Fear of communist subversion remained a major factor throughout the decade’s politics, leading us into the Korean War (Truman wasn’t going to be tarred with losing Korea) and the Hollywood blacklist. After espionage gave the Russians the atomic bomb, fear of nuclear war became a thing, more so with the development of the vastly more powerful hydrogen bomb.

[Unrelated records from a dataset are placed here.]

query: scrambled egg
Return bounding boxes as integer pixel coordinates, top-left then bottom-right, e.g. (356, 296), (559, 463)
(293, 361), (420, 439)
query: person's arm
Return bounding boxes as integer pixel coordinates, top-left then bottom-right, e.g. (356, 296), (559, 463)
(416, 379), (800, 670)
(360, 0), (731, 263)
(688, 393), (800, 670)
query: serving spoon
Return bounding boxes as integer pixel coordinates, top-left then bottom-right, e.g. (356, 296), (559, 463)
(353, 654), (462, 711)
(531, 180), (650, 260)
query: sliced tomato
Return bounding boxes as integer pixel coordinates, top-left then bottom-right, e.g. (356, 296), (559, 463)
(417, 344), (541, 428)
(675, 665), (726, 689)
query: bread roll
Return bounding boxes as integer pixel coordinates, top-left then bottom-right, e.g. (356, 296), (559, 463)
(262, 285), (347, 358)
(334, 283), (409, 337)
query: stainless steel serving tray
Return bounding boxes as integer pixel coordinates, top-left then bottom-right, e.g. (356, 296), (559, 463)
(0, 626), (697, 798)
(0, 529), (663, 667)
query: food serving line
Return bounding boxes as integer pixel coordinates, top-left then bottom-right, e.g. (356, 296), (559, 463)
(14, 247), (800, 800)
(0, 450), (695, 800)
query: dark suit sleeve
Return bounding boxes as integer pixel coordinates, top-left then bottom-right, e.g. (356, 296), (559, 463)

More so again after the USSR put Sputnik, the first satellite, in orbit, demonstrating their apparent technological superiority. The Eisenhower administration knew they were, in reality, barely keeping even with us, but couldn’t announce this fact for fear of cluing in the Soviets about our espionage abilities.

This fear existed alongside all the good stuff: a booming economy, good pay and plentiful production that made it possible for millions of Americans buying their own car and suburban houses. But the seeds of the eruptions of the 1960s were already there: civil rights protests, women frustrated with second-class status, the counter-culture in the form of the Beat poets, Eisenhower putting American money and influence on the line to keep France’s colonial government in Vietnam (as the leaders of the anti-colonialist forces were communist). TV transformed everything: entertainment, politics (the book ends with the very televised 1960 presidential campaign), advertising. It also helped break Jim Crow, by showing as print media could not how brutal segregation was. Rock and roll arrived.

Even in its own decade, these issues left America feeling much less utopian than the 1980s fantasy had it. Movies such as Rebel Without a Cause questioned how happy Americans really were. The Kinsey report showed the principles of monogamy and premarital chastity were often little more than lip service. General Motors, which had been on the cutting edge of quality cars at the start of the decade, became increasingly big and sluggish and increasingly ignored engineers’ advice in favor of the money men (worrying about stock prices over all else goes back further than I realized) — an example Halberstam uses to stand in for all big business. Employees began increasingly feeling like cogs in a wheel, moving upwards in a rat race where even winning was unsatisfying.

What leaps out at me most on rereading is all the stuff Halberstam doesn’t cover. Nothing about gays or gay rights, other than mentioning some of the Beats swung that way. Polio (probably the biggest scary disease prior to AIDS) and the polio vaccine don’t come up. Censorship (movies, comics, books) doesn’t get much of a mention.  Neither does that bogeyman of the decade, juvenile delinquency. In fairness, it’s a 700-page paperback and there’s not much he could cut to make space (a few things, but not much). If flawed, it’s still a damn good job.